Helping a Loved One With an Eating Disorder
Helping a loved one who is suffering from an eating disorder is a difficult task. This is particularly difficult if the person suffering from the disorder has not yet admitted that she has a problem with her eating habits. Often friends and family members will worry about the weight loss or eating habits of a loved one, but are afraid to mention their concerns for fear of offending or upsetting the person. In addition to this, most individuals who suffer from eating disorders do so secretively. Although you may notice that your loved one is losing weight, when you observe them at meals they seem to eat and interact normally. What you don't see is what is hidden under the surface. Those with Anorexia learn how to be unavailable at mealtime. They have convenient excuses to avoid situations where food may be present. They will cook the meals and then claim to have eaten in the kitchen or may put on a pretense of being the 'good hostess' and be too busy to sit down to eat.
Bulimics will actually sit down and eat a meal with everyone else, often excusing themselves at the end of the meal to purge the offending calories. People with Binge Eating Disorder will generally eat normal amounts of food whenever others are around, but may find themselves hiding to eat enormous amounts of food when they can slip away. In order to help your loved one heal, you first have to help them recognize their illness. If you are a parent and the individual who has the eating disorder is a child under the age of 18, then you can legally require them to get help. This sounds much easier than it is. Often the child will beg and plead to avoid treatment. They will promise that the behavior will change. As a parent you need to be very in tune to your child's attitudes and actions.

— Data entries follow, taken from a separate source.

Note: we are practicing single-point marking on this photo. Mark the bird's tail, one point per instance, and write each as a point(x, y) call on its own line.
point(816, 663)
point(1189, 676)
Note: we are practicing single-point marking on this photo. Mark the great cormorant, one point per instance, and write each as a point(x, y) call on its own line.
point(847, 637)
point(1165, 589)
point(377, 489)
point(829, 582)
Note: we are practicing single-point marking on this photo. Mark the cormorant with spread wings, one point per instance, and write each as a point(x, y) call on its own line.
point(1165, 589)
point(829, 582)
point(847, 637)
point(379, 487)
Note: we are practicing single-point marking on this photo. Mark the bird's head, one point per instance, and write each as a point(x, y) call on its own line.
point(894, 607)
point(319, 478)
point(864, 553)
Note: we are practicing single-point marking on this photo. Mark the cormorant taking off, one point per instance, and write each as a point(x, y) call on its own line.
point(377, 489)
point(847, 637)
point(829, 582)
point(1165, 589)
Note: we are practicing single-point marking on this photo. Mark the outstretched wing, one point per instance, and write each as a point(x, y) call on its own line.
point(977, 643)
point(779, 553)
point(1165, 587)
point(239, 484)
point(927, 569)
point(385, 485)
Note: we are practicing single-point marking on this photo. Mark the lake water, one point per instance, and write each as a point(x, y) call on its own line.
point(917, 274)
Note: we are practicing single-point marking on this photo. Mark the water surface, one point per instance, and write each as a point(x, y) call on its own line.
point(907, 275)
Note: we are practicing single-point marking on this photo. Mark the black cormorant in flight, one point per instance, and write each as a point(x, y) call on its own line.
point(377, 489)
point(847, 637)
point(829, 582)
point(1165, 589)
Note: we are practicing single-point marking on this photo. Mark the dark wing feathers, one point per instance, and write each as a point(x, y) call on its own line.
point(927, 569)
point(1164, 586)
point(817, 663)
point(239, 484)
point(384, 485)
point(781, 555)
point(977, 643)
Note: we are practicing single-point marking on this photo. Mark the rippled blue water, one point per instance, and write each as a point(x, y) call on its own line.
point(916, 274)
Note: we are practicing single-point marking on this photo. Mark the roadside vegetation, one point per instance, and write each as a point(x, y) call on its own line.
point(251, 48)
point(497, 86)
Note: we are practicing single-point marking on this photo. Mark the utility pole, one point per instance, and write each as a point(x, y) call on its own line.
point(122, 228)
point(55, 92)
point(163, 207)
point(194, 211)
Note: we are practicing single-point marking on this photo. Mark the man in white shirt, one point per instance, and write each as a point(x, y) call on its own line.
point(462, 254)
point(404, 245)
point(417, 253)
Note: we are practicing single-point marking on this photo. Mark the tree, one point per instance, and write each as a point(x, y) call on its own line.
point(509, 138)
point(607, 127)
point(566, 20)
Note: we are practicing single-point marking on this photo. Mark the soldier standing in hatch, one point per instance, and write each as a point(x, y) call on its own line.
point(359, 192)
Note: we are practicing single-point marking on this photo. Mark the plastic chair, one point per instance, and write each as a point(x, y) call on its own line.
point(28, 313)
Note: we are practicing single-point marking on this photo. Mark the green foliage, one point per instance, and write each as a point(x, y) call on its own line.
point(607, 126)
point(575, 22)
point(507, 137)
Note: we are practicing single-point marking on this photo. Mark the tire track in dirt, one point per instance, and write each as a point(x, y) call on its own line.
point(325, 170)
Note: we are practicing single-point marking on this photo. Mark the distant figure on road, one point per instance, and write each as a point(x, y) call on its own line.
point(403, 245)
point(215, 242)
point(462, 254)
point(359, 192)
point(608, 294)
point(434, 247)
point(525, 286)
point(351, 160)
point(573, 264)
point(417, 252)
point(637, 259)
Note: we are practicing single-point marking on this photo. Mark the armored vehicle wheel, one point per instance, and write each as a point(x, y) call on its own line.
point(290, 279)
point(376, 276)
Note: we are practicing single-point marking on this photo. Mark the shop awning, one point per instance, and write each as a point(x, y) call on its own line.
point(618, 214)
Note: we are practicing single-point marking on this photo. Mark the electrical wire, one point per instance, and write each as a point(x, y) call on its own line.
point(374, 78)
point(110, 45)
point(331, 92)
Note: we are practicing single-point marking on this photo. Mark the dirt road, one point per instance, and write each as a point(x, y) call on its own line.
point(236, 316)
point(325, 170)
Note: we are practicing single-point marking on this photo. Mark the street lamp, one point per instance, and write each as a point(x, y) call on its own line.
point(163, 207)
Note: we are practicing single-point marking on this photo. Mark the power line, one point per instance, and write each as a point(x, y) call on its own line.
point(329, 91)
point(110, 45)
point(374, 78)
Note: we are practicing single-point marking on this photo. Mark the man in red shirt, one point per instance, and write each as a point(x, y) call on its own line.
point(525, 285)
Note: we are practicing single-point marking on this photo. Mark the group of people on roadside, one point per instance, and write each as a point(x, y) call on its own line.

It is imperative to keep in mind that eating disorders can be deadly and, although your child might threaten to 'hate you forever', that forever may not be very long if their disorder is left untreated. If your loved one is a friend, child over the age of 18, or other relative, then your choices may be more limited. Understanding that eating disorders are rarely about the food will help. Trying to be empathetic and seek out the underlying causes may be a first step toward convincing your loved one to obtain treatment. You will have to understand that you cannot force your loved one to recover. They have to make the decision on their own that they want to be well.
Although you can encouraged them to seek help, you will only alienate them by trying to force their compliance. Using guilt or attempting to coerce them is also counter-productive. Comments on their weight loss may backfire. In some cases, you may make a comment on the amount of weight they are losing, intending to cause concern and help them obtain a desire to change. Instead, your comment will only convince them that their strategy for weight loss is working and that they want to be even thinner. Threatening a bulimic to stay away from the bathroom after meals will only increase their fear of losing control over their life, strengthening their desire to purge. Making derisive comments about their weight loss, commenting that they look sick or disgusting will only hammer on an already low self-esteem. Guilt, too, is an ineffective tool. Trying to point out the pain that the person is causing to her family, friends, children, etc. will only increase her sense of self-loathing. As the eating disorder is a dysfunctional method of dealing with these negative emotions, adding to them is not going to be helpful. Remember, the disordered eating habits are not about food, but about emotional, social, cultural, and psychological issues. The food is just an outward symbol of inner turmoil.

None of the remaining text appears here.